It's sod's law, isn't it? No sooner has the Government announced the mobilisation of the Royal Navy to rescue stranded British citizens, than the worst of the volcanic eruption in Iceland appears to be over. Last night there were hopes that the hundreds of thousands of travellers trapped by the closure of much of Europe's airspace would soon be on their way home. That so many personal dramas may be drawing to a welcome end, however, does not mean that there are no questions to be asked. In some ways, the bigger inquest is only beginning.
As two days' delay extended into four and five, travellers, airlines and travel companies began to ask why so much airspace was closed for so long, and whether such a blanket ban was really necessary. There will be questions about whether airlines and travel companies complied with their legal obligations, where these exist, to provide accommodation and sustenance.
There will also be fights about compensation, with most insurance companies treating a volcanic eruption as an "act of God" – and so uncovered – a view that is hard to contest.
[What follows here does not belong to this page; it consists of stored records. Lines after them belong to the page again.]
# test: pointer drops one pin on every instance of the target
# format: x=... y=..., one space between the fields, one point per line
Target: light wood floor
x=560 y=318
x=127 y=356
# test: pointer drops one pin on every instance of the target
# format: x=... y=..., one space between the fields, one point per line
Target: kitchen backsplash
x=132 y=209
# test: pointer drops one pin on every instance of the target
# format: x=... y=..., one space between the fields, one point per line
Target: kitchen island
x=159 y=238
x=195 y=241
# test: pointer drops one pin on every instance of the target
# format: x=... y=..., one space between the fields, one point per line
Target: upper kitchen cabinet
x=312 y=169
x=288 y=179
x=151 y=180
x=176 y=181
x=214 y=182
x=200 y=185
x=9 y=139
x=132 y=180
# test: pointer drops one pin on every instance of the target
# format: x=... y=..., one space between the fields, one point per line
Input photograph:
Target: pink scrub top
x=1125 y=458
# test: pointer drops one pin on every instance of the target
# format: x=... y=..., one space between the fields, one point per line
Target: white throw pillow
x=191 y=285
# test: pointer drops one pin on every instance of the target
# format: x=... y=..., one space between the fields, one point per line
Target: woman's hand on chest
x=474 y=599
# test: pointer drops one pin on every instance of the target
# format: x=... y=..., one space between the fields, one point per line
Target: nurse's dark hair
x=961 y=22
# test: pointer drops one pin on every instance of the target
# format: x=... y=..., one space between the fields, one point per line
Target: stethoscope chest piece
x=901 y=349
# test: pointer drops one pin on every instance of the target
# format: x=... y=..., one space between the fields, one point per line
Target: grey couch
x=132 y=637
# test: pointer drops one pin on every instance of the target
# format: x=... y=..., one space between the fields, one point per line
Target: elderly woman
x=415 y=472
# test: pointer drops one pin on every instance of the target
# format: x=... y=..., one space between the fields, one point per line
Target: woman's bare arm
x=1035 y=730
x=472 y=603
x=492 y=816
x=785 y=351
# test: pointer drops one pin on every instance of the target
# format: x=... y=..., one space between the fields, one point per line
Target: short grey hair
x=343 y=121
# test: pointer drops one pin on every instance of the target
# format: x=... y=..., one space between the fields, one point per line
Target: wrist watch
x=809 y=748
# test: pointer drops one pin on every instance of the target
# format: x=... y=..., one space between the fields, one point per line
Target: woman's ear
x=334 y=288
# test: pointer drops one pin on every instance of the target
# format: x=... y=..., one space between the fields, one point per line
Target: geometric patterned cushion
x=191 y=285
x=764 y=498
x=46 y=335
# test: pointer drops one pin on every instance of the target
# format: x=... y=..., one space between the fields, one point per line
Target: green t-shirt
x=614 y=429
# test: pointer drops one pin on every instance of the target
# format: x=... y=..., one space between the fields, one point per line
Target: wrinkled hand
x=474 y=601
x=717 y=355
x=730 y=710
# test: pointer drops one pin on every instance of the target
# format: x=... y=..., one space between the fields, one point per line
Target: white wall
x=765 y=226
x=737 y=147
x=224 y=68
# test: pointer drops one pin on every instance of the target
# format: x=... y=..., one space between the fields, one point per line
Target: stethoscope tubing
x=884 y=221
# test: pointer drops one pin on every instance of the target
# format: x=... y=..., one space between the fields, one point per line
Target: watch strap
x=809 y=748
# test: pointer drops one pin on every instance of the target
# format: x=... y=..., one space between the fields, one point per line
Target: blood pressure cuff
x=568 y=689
Airlines and travel companies, which have suffered huge losses from the disruption just as business was starting to pick up, will step up their claims for government support. If the worst delays are over by the end of the week, we suspect such claims will not meet much sympathy. Healthy businesses, like anything else, must, to a degree, cater for the unexpected.
While all these are considerations that deserve to be aired, however – and we do not wish to underestimate the damage to business or the inconvenience caused to individuals – it is important to keep a sense of proportion. The dangers of volcanic ash are recognised by international aviation and rules were in place, which were speedily invoked and adhered to. The closure of British and much European airspace was announced and extended in an orderly manner. There were regular European consultations, and safety – as it should have been – was the paramount concern.
In the UK, the election campaign gave the airport closures an additional edge, and the Government can be accused of waiting too long to take action. But the Transport Secretary, Lord Adonis, generally spoke good sense. And while there is surely a case for reviewing the rules on flying and volcanic ash, that must be done in a proper, scientific manner, not in the heat of public indignation. This was a safety issue, and where safety is concerned, the Government and the aviation authorities are right to err on the side of caution.